# Glock sighting: "Black" video game



## Glockamania® (Dec 21, 2006)

Yes, I'm a gamer. A good friend got me the video game "Black" for my birthday and notice this nice choice of weaponry:









Awesome.

Have you guys had anyother "Glock sightings" in certain media formats?


----------



## Anxiety. (May 1, 2007)

Model 18 from SOCOM series for PS2 and model 18 from rainbow six vegas for X360. I used to get made fun of for using it on single shot and owning people. Not exactly sure on any others but there is at least 4 socom's, the best it looked was in BLACK though which was a fun game. Yes I am a gamer too and proud of it.

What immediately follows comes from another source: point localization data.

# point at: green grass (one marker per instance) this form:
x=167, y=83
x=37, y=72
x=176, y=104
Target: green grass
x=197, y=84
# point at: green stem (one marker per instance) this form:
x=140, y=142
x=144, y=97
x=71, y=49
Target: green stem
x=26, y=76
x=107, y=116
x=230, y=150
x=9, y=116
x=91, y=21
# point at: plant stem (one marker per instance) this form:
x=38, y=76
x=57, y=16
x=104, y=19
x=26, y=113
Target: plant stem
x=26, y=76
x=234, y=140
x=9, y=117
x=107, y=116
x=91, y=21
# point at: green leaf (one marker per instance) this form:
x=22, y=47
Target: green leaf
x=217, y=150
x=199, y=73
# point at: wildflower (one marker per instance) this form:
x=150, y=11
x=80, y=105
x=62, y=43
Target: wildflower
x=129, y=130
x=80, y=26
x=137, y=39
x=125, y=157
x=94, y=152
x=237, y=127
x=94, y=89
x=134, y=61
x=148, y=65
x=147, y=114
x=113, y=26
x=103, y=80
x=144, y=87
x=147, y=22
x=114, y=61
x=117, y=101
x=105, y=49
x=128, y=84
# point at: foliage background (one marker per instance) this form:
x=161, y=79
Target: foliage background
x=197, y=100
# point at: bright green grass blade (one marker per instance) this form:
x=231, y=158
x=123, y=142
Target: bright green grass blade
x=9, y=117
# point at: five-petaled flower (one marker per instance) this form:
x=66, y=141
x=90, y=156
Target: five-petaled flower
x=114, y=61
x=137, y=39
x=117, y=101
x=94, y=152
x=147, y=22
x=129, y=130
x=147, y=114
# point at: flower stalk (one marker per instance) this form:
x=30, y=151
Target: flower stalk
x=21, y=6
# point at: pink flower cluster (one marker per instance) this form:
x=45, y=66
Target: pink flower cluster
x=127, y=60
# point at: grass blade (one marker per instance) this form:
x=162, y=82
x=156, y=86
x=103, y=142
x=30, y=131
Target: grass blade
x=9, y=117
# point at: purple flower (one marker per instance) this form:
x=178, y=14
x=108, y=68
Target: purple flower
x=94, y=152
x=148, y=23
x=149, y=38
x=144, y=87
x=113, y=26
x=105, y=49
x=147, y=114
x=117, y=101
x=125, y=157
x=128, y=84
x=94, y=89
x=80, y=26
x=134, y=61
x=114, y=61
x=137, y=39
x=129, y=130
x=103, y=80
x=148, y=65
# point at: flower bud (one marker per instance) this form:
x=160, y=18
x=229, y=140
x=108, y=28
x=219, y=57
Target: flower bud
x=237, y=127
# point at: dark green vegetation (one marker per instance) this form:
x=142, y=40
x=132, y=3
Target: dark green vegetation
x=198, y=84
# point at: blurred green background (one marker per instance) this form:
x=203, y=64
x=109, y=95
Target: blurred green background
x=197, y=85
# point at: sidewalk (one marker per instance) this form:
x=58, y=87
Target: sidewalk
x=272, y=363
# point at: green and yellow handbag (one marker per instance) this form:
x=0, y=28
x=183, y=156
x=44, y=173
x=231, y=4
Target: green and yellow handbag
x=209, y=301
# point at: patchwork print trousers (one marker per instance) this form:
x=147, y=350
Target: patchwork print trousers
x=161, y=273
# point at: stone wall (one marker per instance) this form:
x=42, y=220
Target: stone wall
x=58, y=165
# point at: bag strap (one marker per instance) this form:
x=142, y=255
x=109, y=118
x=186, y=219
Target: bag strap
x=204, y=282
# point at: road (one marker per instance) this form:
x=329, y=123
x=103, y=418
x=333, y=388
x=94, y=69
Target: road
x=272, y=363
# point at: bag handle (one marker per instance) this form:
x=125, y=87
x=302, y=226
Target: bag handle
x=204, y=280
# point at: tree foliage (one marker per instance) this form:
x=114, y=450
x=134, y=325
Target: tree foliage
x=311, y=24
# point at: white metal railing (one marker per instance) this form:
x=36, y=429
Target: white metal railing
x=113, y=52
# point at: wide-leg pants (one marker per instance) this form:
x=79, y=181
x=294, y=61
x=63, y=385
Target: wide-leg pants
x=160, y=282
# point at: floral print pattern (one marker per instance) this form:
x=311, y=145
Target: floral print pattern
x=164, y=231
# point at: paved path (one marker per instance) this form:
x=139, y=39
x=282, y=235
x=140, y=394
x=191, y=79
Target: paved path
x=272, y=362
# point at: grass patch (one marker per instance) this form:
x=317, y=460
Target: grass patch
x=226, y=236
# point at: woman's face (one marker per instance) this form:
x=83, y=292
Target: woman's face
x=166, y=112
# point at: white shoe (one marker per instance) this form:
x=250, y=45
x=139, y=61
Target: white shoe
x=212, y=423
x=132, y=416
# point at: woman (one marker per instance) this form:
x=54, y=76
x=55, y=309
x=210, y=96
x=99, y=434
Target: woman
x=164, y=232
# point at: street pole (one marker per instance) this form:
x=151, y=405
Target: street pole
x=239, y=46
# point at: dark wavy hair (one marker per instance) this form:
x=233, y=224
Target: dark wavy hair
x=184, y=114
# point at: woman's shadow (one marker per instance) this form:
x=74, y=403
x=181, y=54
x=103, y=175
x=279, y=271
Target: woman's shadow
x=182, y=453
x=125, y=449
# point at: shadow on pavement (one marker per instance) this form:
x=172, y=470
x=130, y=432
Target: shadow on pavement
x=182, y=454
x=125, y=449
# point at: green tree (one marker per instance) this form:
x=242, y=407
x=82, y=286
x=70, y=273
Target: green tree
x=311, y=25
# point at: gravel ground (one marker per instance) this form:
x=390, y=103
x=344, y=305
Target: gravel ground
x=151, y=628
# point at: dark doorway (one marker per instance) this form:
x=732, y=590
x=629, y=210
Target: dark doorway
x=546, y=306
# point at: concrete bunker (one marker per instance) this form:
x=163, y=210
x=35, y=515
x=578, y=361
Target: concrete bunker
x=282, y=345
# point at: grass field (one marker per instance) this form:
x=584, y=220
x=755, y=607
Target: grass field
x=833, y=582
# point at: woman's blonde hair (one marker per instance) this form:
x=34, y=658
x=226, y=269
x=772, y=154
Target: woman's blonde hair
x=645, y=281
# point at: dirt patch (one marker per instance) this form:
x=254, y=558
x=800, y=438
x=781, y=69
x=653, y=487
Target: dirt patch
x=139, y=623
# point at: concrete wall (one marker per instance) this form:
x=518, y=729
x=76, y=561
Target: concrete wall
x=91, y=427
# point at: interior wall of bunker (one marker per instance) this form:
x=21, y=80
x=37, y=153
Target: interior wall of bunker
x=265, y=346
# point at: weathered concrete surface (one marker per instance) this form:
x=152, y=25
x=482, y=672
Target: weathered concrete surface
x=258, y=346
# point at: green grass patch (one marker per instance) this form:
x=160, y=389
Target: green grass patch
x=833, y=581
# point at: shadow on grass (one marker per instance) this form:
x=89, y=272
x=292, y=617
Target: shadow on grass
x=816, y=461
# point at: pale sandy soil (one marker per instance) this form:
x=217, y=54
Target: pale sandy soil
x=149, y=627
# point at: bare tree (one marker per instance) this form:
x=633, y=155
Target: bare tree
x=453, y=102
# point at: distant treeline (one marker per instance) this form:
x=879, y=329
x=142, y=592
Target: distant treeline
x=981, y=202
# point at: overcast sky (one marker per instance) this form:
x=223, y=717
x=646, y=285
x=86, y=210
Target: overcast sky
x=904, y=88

As far as movies go the only movie I know I have seen a Glock in is Baby Boy. I'm sure there is plenty of others but thats all I am certain of.


----------



## Alaskan_Viking (Jun 13, 2006)

The Glock 18 in Rainbow Six really pisses me off! 10 rounds? come on! who ever heard of a full auto G18 using a 10 round mag?


----------



## Anxiety. (May 1, 2007)

Alaskan_Viking said:


> The Glock 18 in Rainbow Six really pisses me off! 10 rounds? come on! who ever heard of a full auto G18 using a 10 round mag?


That sucks! I personally don't like the gun. But I feel your pain. I use the DE with a hi-cap mag. Nothing better than that.


----------



## 9mm&a3piecesuit (Aug 5, 2007)

I just saw the bourne ultimatum today and there were glock 18's everywhere. Bourne always had one and the CIA guys had em' to


----------



## 9mm&a3piecesuit (Aug 5, 2007)

Alaskan_Viking said:


> The Glock 18 in Rainbow Six really pisses me off! 10 rounds? come on! who ever heard of a full auto G18 using a 10 round mag?


you should just get a high capacity mag instead of the regular mag


----------